James Andrew Smith

Senior Software Engineer
LinkedInandrew-codes (github)
Profile of Andrew Smith

Agile Forecasting

  • forecasting
  • estimation
  • ai

Overview

With the establishment that estimation is not effective for planning, we need a way to forecast project timelines. Fortunately, there is a more effective way to predict project timelines using data-driven forecasting techniques. In this post, I'll discuss this technique, how it works, and a desktop GUI tool I've written to aid in employing it.

See Agile Estimation for more information on the purpose of estimation.

A Tale of Two Problems

When forecasting work, we typically want clarity on one of two questions.

  1. When will the work be done; i.e., what is the delivery date?
  2. How much work can we get done by a certain date?

Additionally, we want a way to answer these questions dynamically; including as the project progresses and when people are added or pulled off the work. This is where data-driven forecasting comes in. We can leverage a teams' historical data to predict future outcomes. We do this with a technique called a Monte Carlo simulation.

Monte Carlo Simulation

A Monte Carlo simulation is a technique used to understand the impact of risk and uncertainty in forecasting models. It is a computerized mathematical technique that allows people to account for risk in quantitative analysis and decision-making. The technique is used by professionals in various industries, including finance, project management, energy, manufacturing, engineering, research, and development.

A Monte Carlo simulation is a generation of thousands of possible outcomes and the likelihood of each outcome occurring.

The Monte Carlo simulation is a powerful tool because it allows for the generation of tens of thousands of possible outcomes. By using random sampling, we can simulate a delivery date based on historical delivery times. This allows us to understand the range of possible outcomes and the likelihood of each outcome occurring. This not only gives us a range of delivery dates but also the probability or confidence factor of hitting any given one.

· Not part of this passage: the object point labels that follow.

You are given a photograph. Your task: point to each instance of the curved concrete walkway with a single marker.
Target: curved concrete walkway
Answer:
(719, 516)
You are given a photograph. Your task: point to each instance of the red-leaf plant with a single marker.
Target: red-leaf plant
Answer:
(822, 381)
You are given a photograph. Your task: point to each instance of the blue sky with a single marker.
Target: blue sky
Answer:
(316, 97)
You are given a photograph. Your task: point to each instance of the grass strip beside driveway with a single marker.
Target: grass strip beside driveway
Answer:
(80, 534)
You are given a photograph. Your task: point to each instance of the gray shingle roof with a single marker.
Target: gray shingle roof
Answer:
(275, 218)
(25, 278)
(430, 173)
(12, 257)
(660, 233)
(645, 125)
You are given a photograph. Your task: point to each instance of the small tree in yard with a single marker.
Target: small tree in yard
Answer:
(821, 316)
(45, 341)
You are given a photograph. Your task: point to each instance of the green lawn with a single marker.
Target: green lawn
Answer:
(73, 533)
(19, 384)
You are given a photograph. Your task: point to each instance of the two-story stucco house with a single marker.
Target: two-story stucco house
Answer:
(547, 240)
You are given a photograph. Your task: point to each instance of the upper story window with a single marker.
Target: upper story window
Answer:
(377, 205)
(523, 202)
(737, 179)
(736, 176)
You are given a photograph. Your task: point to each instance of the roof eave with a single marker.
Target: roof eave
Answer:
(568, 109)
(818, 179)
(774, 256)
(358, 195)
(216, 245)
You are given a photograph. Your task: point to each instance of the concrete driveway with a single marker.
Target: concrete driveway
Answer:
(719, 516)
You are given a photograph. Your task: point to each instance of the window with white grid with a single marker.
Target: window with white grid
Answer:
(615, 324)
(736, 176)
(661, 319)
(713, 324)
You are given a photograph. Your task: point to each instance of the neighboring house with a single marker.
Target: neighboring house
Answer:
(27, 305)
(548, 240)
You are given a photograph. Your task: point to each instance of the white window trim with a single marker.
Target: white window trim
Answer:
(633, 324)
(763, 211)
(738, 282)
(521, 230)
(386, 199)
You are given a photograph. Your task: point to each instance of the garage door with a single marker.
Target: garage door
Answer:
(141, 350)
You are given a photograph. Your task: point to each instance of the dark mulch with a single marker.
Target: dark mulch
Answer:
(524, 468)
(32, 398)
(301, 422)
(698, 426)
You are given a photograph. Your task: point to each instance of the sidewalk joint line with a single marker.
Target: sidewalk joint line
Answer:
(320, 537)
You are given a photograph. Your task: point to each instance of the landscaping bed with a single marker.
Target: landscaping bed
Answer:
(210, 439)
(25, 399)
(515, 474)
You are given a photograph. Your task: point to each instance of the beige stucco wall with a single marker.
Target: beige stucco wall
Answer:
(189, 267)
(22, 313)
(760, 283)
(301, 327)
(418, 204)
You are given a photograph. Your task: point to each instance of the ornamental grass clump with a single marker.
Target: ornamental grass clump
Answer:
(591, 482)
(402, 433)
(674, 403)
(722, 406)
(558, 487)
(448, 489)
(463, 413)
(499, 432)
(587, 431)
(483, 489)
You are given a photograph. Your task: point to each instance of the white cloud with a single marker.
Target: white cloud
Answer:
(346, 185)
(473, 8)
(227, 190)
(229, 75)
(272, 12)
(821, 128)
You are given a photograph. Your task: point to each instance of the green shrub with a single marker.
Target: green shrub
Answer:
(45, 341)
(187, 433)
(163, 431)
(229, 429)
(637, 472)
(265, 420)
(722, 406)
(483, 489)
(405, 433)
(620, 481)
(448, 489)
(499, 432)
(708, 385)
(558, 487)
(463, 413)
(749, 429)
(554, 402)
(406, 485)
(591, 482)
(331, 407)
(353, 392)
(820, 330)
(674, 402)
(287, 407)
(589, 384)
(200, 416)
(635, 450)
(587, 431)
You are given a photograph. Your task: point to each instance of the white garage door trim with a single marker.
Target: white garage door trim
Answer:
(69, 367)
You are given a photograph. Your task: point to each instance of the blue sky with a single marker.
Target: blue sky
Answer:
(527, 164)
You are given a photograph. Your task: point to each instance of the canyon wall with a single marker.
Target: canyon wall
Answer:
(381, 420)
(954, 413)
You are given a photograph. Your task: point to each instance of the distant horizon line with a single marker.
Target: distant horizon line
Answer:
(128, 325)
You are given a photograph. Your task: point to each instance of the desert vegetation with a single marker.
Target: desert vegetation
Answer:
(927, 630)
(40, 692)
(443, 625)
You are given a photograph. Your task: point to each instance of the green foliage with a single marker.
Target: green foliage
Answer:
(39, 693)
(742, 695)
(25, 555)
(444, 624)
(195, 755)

The unique thing about this technique is that it is data-driven. We use historical data to predict future outcomes. This is a significant departure from traditional estimation techniques that rely on gut feelings or expert opinions. Additionally, it enables us to forecast project timelines dynamically. As the project progresses, we can update the model with new data to get a more accurate forecast. As people are added or pulled off the work, we can adjust the model to understand the impact on the delivery date. This allows us to constantly hone in on the delivery date as the project progresses and communicate these updates to stakeholders sooner.

What Data is Required to Forecast?

Only the completion data of each story is required to forecast project timelines.

The only required historical data is the date that a story was completed. No other data is needed; start dates, story points or sizings, etc. are not required. This is because we are only interested in the throughput of the team, i.e., how many stories are completed in a given time period.

Example throughput data aggregated by Week

How Does it Work?

Given the throughput data, we can take a random sampling to create a single forecast. We then repeat this process, say 20,000 times. Some scenarios will occur more than once. We can plot the number of times each scenario occurs, which creates a normal distribution. The probability of any scenario is the value of the area underneath its curve.

Example forecast distribution

This is then calculated for every point in the distribution. The result is a range of possible delivery dates and the probability of hitting any given one. These probabilities are then sorted and plotted to create a cumulative distribution function (CDF). This is a graph that shows the probability of hitting a delivery date or sooner.

Example graph of sorted probabilities

Final Thoughts

There is a lot of statistics and math involved to make these calculations; which can be cumbersome to do by hand. I've written a desktop GUI tool to aid in employing this technique. The tool is open source and available for download. It allows you to input your data as a CSV. It then calculates the throughput data and generates a forecast. You can then adjust the confidence level to get a more accurate forecast. One note is that the tool currently only answers the second question in our list above. I hope to implement the first question in the future and welcome any pull requests to help with this.